Wednesday, January 23, 2008

To RPV

You had once questioned your brother for trusting his spouse over you. You drew upon the chemistry of blood, touched on the inferiority of choice symbolized by rings taken off when washing dishes.

You told me your brother had attended the funeral of mother’s father, that this solitary instance is reborn in memory now that your brother has passed. You’ve mastered the use of clichés: eye for an eye.

Finance prohibited my making the trip. My perceived stubbornness knocked mother off the flight anyway, & now I’m back on. She now pouts while lying in bed.

The decision was yours.

You chose to ignore a faulty argument you made based on hierarchy, as if rank had anything to do w/ remorse or sincerity. You settle for the nephew over the in-law for representation—& that’s what you reduced it to: a political move.

You tell me I should be there, but remind me mom mo sana. I pack claiming principle; I travel, ego bruised.

I inherit all this: the decisions, their consequences, the land, what’s to be reaped, the tension, the voids, the joys, more so pains.

The name I keep, & gender says future unions or births means my passing it on—our very expansion.

Your brother having died because of something I survived: a guilt I inherit as well.

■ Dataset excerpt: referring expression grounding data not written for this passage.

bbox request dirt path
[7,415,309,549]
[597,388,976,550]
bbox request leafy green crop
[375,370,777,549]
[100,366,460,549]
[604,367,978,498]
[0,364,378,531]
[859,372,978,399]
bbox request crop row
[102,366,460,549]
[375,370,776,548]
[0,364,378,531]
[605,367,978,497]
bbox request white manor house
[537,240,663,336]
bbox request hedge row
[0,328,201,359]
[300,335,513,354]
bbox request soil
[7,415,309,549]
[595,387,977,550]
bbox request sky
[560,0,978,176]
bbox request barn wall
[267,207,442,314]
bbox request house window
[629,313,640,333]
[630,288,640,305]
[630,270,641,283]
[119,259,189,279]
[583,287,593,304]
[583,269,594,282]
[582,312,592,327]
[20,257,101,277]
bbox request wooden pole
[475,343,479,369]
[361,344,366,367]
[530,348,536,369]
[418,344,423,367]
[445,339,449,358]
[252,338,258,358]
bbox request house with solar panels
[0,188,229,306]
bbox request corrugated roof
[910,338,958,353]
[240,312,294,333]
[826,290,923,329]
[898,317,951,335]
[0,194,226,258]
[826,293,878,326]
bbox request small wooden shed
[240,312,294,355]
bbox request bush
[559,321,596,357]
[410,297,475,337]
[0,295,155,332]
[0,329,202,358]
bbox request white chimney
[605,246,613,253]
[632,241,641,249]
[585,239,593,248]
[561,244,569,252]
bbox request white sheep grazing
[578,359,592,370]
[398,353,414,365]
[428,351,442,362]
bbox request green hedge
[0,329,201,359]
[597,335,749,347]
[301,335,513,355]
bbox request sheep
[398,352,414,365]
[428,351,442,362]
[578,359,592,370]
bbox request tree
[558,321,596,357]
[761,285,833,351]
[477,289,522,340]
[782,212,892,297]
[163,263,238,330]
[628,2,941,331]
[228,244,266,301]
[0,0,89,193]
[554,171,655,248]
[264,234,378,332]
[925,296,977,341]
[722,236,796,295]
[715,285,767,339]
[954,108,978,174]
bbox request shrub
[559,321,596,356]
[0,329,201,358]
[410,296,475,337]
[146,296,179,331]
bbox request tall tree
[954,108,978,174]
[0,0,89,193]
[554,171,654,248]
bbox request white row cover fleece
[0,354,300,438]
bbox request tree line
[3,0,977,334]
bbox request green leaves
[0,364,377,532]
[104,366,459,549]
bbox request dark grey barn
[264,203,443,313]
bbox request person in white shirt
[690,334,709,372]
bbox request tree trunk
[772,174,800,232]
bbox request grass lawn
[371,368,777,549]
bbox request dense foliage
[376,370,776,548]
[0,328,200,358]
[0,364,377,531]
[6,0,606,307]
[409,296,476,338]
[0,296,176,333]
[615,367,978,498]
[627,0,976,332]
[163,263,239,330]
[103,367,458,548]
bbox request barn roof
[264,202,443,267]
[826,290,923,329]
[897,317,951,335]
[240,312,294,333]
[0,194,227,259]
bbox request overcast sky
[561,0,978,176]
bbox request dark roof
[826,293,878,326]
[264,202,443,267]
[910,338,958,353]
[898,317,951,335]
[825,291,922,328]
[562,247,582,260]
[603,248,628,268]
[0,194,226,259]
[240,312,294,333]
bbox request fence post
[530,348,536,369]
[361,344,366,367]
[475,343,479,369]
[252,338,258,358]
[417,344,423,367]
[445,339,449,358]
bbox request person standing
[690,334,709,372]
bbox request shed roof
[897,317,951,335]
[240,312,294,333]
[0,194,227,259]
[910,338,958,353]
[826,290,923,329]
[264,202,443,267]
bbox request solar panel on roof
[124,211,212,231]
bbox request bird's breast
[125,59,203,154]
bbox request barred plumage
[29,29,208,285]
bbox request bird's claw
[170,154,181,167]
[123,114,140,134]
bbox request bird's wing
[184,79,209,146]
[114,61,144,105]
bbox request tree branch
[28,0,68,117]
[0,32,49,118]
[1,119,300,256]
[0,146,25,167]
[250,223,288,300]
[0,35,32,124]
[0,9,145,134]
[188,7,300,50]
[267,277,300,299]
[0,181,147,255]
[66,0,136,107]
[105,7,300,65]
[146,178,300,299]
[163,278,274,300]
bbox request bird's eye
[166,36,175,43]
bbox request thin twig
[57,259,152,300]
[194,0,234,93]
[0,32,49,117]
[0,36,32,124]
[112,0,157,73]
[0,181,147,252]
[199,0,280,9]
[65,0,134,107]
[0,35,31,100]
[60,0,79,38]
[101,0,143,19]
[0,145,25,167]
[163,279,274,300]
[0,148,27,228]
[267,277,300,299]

I inherit moments past, prior notions, contentions set forth years back, like how your brother trusted his spouse over you, his blood.

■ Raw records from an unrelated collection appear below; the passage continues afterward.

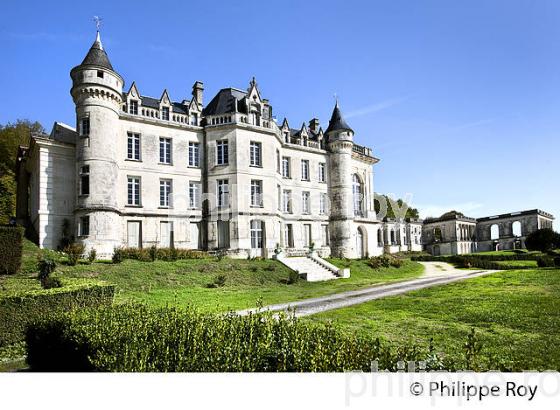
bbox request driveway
[237,262,498,317]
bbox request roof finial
[92,16,103,50]
[93,16,103,31]
[334,92,339,108]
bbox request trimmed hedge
[411,253,542,270]
[0,280,114,348]
[0,226,24,275]
[115,247,208,262]
[27,304,463,372]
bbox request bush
[0,226,24,275]
[41,277,63,289]
[555,257,560,268]
[286,270,300,284]
[111,247,208,262]
[537,256,555,268]
[37,256,56,288]
[64,243,85,266]
[112,248,124,264]
[87,249,97,263]
[525,228,560,253]
[0,280,114,348]
[26,304,444,372]
[368,255,403,269]
[207,275,226,288]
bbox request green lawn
[2,241,424,312]
[495,260,538,268]
[308,268,560,370]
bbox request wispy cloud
[416,201,485,219]
[345,96,409,119]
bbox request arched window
[352,174,364,216]
[490,224,500,240]
[512,221,522,237]
[377,228,383,246]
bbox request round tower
[70,31,124,258]
[326,101,355,258]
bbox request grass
[495,260,538,268]
[308,268,560,370]
[1,240,424,312]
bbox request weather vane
[334,92,338,106]
[93,16,103,31]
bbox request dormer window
[97,70,104,78]
[129,100,138,115]
[190,113,198,126]
[162,107,170,121]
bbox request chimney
[192,81,204,106]
[309,118,320,133]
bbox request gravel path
[237,262,498,317]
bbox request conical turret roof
[80,31,114,71]
[325,101,353,134]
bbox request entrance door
[250,220,264,258]
[356,229,364,258]
[190,222,201,250]
[127,221,141,248]
[217,221,230,249]
[160,221,174,248]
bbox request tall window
[303,224,312,247]
[127,176,141,206]
[127,132,140,160]
[302,191,310,214]
[250,142,262,166]
[319,193,327,215]
[318,163,326,182]
[301,160,310,181]
[79,166,90,196]
[321,225,329,246]
[190,113,198,126]
[188,142,200,167]
[159,137,172,164]
[277,184,281,210]
[129,100,138,115]
[189,182,201,208]
[282,190,292,213]
[250,220,263,249]
[217,179,229,207]
[276,149,281,173]
[162,106,170,121]
[352,174,364,216]
[79,117,90,136]
[79,216,90,236]
[282,157,291,178]
[160,179,172,207]
[251,180,263,207]
[284,224,294,247]
[217,140,229,165]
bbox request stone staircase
[276,253,350,282]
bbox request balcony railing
[352,143,373,157]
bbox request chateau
[14,32,553,265]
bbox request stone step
[276,255,340,282]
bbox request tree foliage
[0,120,44,223]
[525,228,560,253]
[374,194,419,219]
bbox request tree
[0,120,44,224]
[374,194,419,220]
[525,228,560,253]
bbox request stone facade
[16,32,417,260]
[422,210,555,256]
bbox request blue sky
[1,0,558,227]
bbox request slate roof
[325,102,353,134]
[80,32,114,71]
[202,88,248,116]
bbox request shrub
[555,257,560,268]
[26,305,491,372]
[41,277,63,289]
[286,270,300,284]
[0,280,114,348]
[37,256,56,288]
[389,257,404,268]
[207,275,226,288]
[58,218,74,251]
[525,228,560,253]
[368,255,391,269]
[87,249,97,263]
[0,226,24,275]
[149,245,157,261]
[537,256,555,268]
[112,248,124,264]
[64,243,85,266]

& now as I pack for a slot allotted for euphemisms like your better half, I repeat a notion I inherit as well: she is your wife, I your blood—it is not my choice, but silly science binds me.

& now I’ve inherited failed efforts to lift this whole mess to higher ground, feeling my way through another baptism to this fraternity.

Optimists like to think of death as a moment for change. We've succeeded in cementing what reality has shown us: that death is merely continuation with a cough.